Chronic AMPK activation reduces synaptic plasticity markers in Neuronal SH‐SY5Y Cells

Abstract

Neuronal synapse function and growth rely on the abundance proteins at the synapse. This abundance is regulated by key metabolic markers: AMP-Kinase (AMPK) and the Mechanistic Target of Rapamycin Complex 1 (mTORC1). AMPK is a serine/threonine kinase highly expressed in brain. When activated, AMPK stimulates catabolic processes, and inhibits anabolic processes through mTORC1 inhibition. Defects in AMPK signaling have been reported in peripheral metabolic disorders and the manipulation of AMPK activity has been an attractive therapeutic target for diseases in which altered energy metabolism contributes to etiology (Obesity type-2-diabetes). Recent evidence also suggests that impaired AMPK activity plays a role in Alzheimer's disease. However, there is ambiguity surrounding the role of AMPK activation in neuronal metabolic regulation and its affects on neuron growth and health. The objective of this study was to determine the direct effect of chronic AMPK modulation on markers related to synapse growth and function in a neuronal cell culture model. Retinoic acid differentiated (1g/mL) SH-SY5Y Human Neuroblastoma cells were treated with: 1) Vehicle control; 2) A-769662 (100uM; AMPK agonist); or 3) compound C (30uM; AMPK inhibitor). Cells were treated for 1, 3, and 5 days to examine chronic AMPK activation or inhibition. Cell lysates were collected for western blotting (WB) to examine AMPK activation (AMPK T172), a marker of mTORC1 formation and cellular proliferation (raptor), and markers of neurogenesis and pre/post-synaptic proteins (synaptophysin, homer-1, PSD-95, synaptophysin, BDNF). PSD-95, homer-1, synaptophysin, and BDNF are significant markers in maintaining/developing proper synapse function and strength.
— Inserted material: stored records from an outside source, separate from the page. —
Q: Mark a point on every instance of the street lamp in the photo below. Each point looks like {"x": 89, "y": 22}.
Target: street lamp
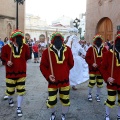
{"x": 76, "y": 22}
{"x": 18, "y": 2}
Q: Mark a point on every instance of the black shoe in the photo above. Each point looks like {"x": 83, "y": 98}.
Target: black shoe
{"x": 5, "y": 97}
{"x": 97, "y": 98}
{"x": 11, "y": 102}
{"x": 107, "y": 117}
{"x": 52, "y": 116}
{"x": 19, "y": 112}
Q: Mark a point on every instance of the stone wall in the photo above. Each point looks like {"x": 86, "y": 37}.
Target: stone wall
{"x": 98, "y": 9}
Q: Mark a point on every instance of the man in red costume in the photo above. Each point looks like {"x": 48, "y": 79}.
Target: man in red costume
{"x": 94, "y": 58}
{"x": 14, "y": 56}
{"x": 112, "y": 79}
{"x": 62, "y": 62}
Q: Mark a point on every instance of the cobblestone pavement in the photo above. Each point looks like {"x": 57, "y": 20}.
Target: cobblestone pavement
{"x": 34, "y": 104}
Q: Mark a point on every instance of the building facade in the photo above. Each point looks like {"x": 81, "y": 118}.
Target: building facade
{"x": 102, "y": 17}
{"x": 8, "y": 17}
{"x": 35, "y": 26}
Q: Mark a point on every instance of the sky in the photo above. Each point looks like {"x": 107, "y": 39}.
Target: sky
{"x": 50, "y": 10}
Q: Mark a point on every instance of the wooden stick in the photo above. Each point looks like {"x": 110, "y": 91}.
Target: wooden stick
{"x": 51, "y": 67}
{"x": 113, "y": 59}
{"x": 94, "y": 54}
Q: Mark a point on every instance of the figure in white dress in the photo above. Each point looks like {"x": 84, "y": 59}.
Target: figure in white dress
{"x": 79, "y": 73}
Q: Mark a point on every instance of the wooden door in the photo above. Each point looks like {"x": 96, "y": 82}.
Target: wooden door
{"x": 105, "y": 28}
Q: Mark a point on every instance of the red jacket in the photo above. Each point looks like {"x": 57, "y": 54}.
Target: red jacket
{"x": 105, "y": 69}
{"x": 61, "y": 66}
{"x": 98, "y": 57}
{"x": 35, "y": 48}
{"x": 18, "y": 69}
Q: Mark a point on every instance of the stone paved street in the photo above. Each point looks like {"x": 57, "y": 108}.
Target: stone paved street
{"x": 34, "y": 104}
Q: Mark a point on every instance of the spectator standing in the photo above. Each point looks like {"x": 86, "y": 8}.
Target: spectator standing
{"x": 62, "y": 62}
{"x": 35, "y": 52}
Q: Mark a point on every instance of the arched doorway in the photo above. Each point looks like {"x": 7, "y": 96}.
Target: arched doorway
{"x": 9, "y": 30}
{"x": 105, "y": 28}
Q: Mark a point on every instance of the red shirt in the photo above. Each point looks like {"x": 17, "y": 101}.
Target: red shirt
{"x": 98, "y": 57}
{"x": 106, "y": 67}
{"x": 35, "y": 48}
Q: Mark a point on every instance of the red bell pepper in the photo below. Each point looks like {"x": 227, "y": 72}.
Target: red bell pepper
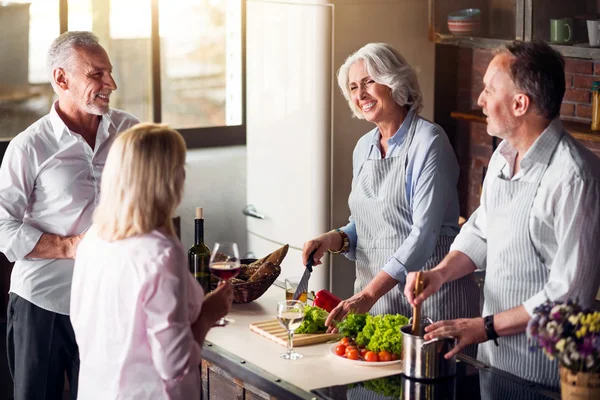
{"x": 326, "y": 300}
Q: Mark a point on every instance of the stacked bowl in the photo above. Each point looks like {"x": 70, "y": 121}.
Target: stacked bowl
{"x": 464, "y": 22}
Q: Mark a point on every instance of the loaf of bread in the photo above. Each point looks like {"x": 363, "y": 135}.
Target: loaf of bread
{"x": 275, "y": 257}
{"x": 266, "y": 269}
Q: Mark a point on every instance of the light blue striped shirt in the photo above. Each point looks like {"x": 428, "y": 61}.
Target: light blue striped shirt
{"x": 431, "y": 178}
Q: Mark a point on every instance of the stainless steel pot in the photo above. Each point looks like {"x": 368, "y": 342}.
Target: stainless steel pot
{"x": 423, "y": 359}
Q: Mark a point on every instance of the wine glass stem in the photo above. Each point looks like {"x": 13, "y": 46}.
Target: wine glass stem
{"x": 290, "y": 342}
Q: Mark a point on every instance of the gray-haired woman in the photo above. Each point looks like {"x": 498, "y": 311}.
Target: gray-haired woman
{"x": 403, "y": 204}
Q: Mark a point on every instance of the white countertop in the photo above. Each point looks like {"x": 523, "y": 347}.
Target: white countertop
{"x": 318, "y": 368}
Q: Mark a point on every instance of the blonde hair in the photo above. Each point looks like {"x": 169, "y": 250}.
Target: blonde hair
{"x": 387, "y": 67}
{"x": 142, "y": 182}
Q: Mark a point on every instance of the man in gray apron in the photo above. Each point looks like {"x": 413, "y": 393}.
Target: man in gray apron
{"x": 536, "y": 230}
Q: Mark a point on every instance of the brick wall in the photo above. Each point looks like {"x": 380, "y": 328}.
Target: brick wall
{"x": 471, "y": 142}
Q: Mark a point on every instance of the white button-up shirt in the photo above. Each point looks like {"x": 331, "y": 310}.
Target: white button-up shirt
{"x": 132, "y": 306}
{"x": 564, "y": 220}
{"x": 50, "y": 183}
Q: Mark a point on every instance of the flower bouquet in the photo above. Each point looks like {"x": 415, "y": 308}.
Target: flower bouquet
{"x": 570, "y": 334}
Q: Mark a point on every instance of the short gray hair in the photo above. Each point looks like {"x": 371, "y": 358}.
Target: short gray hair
{"x": 61, "y": 49}
{"x": 387, "y": 67}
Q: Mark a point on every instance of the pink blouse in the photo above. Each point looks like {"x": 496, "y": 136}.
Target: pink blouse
{"x": 132, "y": 305}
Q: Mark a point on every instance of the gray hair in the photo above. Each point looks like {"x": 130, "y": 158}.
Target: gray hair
{"x": 61, "y": 49}
{"x": 387, "y": 67}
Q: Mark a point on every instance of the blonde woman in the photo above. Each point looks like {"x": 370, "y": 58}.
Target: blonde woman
{"x": 139, "y": 316}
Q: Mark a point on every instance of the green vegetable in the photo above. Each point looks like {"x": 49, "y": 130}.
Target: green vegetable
{"x": 314, "y": 320}
{"x": 377, "y": 333}
{"x": 352, "y": 325}
{"x": 382, "y": 332}
{"x": 390, "y": 386}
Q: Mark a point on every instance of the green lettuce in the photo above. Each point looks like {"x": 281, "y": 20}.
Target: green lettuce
{"x": 352, "y": 325}
{"x": 377, "y": 333}
{"x": 314, "y": 320}
{"x": 382, "y": 332}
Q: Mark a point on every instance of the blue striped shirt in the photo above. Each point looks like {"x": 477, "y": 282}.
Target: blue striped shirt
{"x": 431, "y": 178}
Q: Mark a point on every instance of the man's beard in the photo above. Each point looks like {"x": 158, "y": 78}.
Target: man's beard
{"x": 91, "y": 107}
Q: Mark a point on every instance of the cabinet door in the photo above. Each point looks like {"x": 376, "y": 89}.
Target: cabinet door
{"x": 495, "y": 19}
{"x": 564, "y": 22}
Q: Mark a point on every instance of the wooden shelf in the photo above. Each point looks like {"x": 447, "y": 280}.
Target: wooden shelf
{"x": 473, "y": 42}
{"x": 579, "y": 130}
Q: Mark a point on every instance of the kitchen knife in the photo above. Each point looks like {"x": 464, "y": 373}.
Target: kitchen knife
{"x": 303, "y": 285}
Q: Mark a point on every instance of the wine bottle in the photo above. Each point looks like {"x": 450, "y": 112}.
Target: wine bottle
{"x": 199, "y": 254}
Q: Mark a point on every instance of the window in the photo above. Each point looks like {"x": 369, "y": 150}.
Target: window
{"x": 177, "y": 62}
{"x": 27, "y": 29}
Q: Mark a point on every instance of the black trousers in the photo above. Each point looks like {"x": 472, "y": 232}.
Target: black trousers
{"x": 41, "y": 348}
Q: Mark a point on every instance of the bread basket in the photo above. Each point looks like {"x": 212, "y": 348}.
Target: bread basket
{"x": 246, "y": 292}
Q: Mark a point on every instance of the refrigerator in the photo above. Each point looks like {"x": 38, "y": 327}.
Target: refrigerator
{"x": 300, "y": 130}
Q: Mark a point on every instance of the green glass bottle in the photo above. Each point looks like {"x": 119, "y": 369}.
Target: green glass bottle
{"x": 199, "y": 254}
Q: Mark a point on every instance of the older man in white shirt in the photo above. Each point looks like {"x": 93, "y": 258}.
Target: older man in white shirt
{"x": 536, "y": 230}
{"x": 49, "y": 187}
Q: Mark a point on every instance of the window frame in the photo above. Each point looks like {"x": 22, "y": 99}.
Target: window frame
{"x": 216, "y": 136}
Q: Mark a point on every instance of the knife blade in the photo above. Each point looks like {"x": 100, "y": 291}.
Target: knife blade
{"x": 303, "y": 285}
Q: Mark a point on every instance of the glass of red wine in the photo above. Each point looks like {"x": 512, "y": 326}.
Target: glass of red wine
{"x": 225, "y": 264}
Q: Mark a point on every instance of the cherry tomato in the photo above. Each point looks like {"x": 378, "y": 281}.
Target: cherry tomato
{"x": 384, "y": 356}
{"x": 352, "y": 354}
{"x": 371, "y": 356}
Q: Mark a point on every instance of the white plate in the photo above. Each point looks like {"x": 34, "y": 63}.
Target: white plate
{"x": 360, "y": 362}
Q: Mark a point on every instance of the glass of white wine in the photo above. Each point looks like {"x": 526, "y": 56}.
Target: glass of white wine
{"x": 290, "y": 314}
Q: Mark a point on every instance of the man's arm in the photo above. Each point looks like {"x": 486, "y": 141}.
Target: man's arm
{"x": 574, "y": 269}
{"x": 54, "y": 246}
{"x": 454, "y": 266}
{"x": 472, "y": 330}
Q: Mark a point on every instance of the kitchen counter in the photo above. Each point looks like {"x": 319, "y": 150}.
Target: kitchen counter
{"x": 251, "y": 358}
{"x": 235, "y": 346}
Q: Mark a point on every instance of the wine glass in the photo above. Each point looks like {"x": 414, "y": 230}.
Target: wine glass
{"x": 290, "y": 314}
{"x": 224, "y": 264}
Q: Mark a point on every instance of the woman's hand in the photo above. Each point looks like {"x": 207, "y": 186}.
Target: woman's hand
{"x": 359, "y": 303}
{"x": 432, "y": 281}
{"x": 324, "y": 242}
{"x": 217, "y": 303}
{"x": 466, "y": 330}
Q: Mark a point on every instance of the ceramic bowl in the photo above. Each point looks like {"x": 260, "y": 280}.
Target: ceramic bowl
{"x": 464, "y": 22}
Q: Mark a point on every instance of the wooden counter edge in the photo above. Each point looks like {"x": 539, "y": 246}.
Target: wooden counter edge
{"x": 253, "y": 375}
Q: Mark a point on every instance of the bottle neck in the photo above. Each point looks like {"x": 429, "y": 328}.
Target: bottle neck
{"x": 199, "y": 231}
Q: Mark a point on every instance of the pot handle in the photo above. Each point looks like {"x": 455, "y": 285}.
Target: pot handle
{"x": 427, "y": 343}
{"x": 426, "y": 319}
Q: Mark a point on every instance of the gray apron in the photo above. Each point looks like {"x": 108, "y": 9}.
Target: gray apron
{"x": 514, "y": 273}
{"x": 383, "y": 220}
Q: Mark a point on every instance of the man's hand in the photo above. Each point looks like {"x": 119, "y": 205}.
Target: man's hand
{"x": 51, "y": 246}
{"x": 324, "y": 242}
{"x": 432, "y": 281}
{"x": 359, "y": 303}
{"x": 74, "y": 244}
{"x": 466, "y": 330}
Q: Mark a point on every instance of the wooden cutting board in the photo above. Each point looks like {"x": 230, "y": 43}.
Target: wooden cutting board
{"x": 273, "y": 331}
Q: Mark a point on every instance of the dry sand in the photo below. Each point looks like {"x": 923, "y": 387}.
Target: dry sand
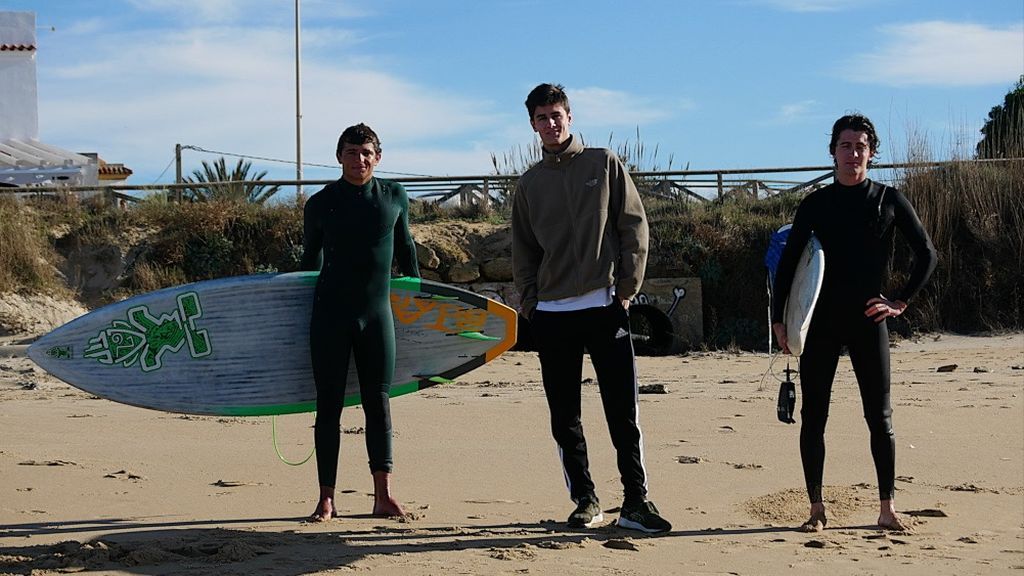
{"x": 87, "y": 485}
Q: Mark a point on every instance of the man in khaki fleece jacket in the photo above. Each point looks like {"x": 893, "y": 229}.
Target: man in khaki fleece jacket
{"x": 579, "y": 251}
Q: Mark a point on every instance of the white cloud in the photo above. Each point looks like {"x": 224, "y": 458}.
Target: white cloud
{"x": 601, "y": 108}
{"x": 943, "y": 53}
{"x": 794, "y": 113}
{"x": 132, "y": 96}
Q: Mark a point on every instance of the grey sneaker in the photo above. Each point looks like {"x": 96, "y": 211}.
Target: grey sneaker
{"x": 644, "y": 518}
{"x": 588, "y": 513}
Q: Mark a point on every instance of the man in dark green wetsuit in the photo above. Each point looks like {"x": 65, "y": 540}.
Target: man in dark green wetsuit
{"x": 355, "y": 227}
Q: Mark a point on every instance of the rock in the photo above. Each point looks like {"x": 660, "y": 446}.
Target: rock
{"x": 463, "y": 273}
{"x": 621, "y": 544}
{"x": 427, "y": 257}
{"x": 498, "y": 270}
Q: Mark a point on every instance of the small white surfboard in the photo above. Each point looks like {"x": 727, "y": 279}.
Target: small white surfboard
{"x": 804, "y": 294}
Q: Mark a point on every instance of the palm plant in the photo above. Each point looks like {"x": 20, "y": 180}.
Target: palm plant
{"x": 235, "y": 186}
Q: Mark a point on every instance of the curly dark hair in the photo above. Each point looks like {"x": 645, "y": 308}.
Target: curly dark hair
{"x": 858, "y": 123}
{"x": 547, "y": 94}
{"x": 358, "y": 135}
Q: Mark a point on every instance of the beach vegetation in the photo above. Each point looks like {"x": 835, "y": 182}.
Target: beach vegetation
{"x": 236, "y": 184}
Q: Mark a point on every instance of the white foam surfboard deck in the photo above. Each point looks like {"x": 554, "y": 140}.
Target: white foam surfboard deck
{"x": 804, "y": 294}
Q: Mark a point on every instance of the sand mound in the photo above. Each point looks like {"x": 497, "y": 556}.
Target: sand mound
{"x": 34, "y": 315}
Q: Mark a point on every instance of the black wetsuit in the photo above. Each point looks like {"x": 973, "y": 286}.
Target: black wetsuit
{"x": 855, "y": 225}
{"x": 358, "y": 230}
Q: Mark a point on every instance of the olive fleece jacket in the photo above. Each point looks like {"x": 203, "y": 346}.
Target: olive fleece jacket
{"x": 578, "y": 225}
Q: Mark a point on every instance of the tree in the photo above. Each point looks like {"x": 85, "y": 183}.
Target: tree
{"x": 242, "y": 187}
{"x": 1003, "y": 134}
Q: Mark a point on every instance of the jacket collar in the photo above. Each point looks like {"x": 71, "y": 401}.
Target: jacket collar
{"x": 572, "y": 149}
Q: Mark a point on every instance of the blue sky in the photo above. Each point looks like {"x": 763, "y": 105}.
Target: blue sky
{"x": 712, "y": 84}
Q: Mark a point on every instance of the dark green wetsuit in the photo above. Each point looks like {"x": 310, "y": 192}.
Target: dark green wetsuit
{"x": 358, "y": 230}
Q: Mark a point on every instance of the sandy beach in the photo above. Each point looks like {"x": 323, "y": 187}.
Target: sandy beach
{"x": 90, "y": 486}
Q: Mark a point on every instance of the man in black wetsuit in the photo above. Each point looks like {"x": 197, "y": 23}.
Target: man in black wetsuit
{"x": 855, "y": 219}
{"x": 355, "y": 227}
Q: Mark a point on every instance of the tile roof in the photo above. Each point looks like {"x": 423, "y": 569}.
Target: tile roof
{"x": 109, "y": 171}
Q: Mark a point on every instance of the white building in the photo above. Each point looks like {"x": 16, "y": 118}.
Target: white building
{"x": 24, "y": 159}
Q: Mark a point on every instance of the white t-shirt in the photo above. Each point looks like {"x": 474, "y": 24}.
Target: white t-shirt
{"x": 593, "y": 299}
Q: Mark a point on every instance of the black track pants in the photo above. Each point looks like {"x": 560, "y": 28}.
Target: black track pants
{"x": 561, "y": 338}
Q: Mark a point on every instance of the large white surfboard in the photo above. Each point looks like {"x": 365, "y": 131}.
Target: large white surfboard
{"x": 804, "y": 294}
{"x": 240, "y": 345}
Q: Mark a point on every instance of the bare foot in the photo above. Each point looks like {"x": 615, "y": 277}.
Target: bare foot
{"x": 387, "y": 507}
{"x": 816, "y": 523}
{"x": 894, "y": 523}
{"x": 325, "y": 511}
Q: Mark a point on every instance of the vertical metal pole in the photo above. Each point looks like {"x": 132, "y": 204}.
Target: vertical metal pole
{"x": 298, "y": 107}
{"x": 177, "y": 171}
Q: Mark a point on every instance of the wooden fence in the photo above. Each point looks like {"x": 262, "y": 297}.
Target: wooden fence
{"x": 685, "y": 186}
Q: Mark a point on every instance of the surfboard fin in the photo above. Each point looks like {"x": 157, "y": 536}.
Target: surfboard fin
{"x": 436, "y": 379}
{"x": 477, "y": 336}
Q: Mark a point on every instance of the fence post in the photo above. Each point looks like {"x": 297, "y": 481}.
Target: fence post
{"x": 177, "y": 172}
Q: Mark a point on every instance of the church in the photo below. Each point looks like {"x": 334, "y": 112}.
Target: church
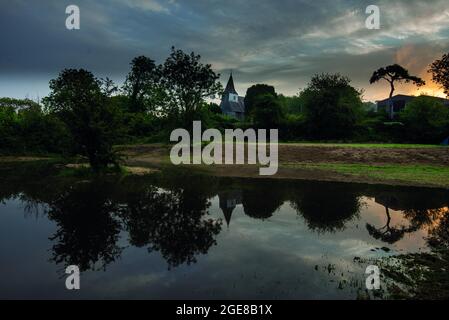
{"x": 231, "y": 103}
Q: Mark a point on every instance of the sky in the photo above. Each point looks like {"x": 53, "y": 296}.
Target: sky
{"x": 278, "y": 42}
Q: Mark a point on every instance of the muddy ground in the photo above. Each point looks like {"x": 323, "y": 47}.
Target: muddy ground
{"x": 295, "y": 154}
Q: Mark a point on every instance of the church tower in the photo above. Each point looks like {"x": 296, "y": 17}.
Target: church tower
{"x": 231, "y": 103}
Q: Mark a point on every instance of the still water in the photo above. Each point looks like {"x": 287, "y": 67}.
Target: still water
{"x": 176, "y": 235}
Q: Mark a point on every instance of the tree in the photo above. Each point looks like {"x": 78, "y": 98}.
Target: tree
{"x": 81, "y": 101}
{"x": 331, "y": 106}
{"x": 141, "y": 84}
{"x": 267, "y": 113}
{"x": 187, "y": 82}
{"x": 426, "y": 120}
{"x": 395, "y": 74}
{"x": 255, "y": 91}
{"x": 440, "y": 72}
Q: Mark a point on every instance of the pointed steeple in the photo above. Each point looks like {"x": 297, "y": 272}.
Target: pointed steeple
{"x": 230, "y": 86}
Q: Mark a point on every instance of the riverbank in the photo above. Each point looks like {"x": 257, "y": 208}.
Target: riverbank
{"x": 389, "y": 164}
{"x": 401, "y": 165}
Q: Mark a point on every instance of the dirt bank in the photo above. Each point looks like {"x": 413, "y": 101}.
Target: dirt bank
{"x": 406, "y": 166}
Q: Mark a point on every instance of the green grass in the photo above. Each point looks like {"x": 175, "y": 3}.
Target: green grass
{"x": 413, "y": 174}
{"x": 365, "y": 145}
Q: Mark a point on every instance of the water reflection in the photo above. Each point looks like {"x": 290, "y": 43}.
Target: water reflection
{"x": 169, "y": 213}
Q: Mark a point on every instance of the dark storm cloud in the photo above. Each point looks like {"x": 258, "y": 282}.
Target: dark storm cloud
{"x": 281, "y": 42}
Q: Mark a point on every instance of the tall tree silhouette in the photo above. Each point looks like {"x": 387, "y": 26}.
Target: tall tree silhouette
{"x": 395, "y": 74}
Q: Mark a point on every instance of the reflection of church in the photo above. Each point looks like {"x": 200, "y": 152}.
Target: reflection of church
{"x": 228, "y": 202}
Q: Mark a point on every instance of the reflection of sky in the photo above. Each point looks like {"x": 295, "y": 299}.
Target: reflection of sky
{"x": 273, "y": 258}
{"x": 282, "y": 43}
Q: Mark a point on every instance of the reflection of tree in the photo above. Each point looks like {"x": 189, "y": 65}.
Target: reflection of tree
{"x": 262, "y": 201}
{"x": 387, "y": 233}
{"x": 87, "y": 231}
{"x": 439, "y": 234}
{"x": 171, "y": 223}
{"x": 327, "y": 208}
{"x": 417, "y": 219}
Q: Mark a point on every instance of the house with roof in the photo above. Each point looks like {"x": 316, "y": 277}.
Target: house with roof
{"x": 231, "y": 103}
{"x": 397, "y": 103}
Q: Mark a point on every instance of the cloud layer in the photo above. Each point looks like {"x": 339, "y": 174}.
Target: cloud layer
{"x": 282, "y": 42}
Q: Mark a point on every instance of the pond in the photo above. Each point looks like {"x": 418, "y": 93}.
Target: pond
{"x": 177, "y": 235}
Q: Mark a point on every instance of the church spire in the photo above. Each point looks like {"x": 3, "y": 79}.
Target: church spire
{"x": 230, "y": 86}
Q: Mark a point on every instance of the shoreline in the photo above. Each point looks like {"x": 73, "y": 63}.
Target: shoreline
{"x": 407, "y": 166}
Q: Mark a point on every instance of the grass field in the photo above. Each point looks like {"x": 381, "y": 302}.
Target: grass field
{"x": 419, "y": 174}
{"x": 365, "y": 145}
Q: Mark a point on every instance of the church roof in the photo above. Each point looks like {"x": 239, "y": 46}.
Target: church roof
{"x": 230, "y": 86}
{"x": 230, "y": 106}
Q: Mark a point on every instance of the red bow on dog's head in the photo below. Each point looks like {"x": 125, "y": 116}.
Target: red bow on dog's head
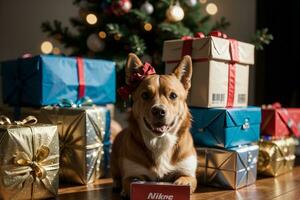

AMPK T172 phosphorylation following treatment with A-769662, was higher than control for all time points (24h, 3d, 5d) and resulted in higher raptor S792 phosphorylation compared to control, indicative of chronic mTORC1 inhibition. No changes in neuronal marker content was observed following 24h of AMPK activation. However, significant reductions were seen in PSD-95, homer-1, synaptophysin, and BDNF content following 3d and 5d of AMPK activation. Taken together, these findings indicate a role for AMPK activation in regulating key synaptic plasticity markers and highlights drawbacks in pursuing AMPK as a therapeutic target for metabolic diseases such as Alzheimer's disease.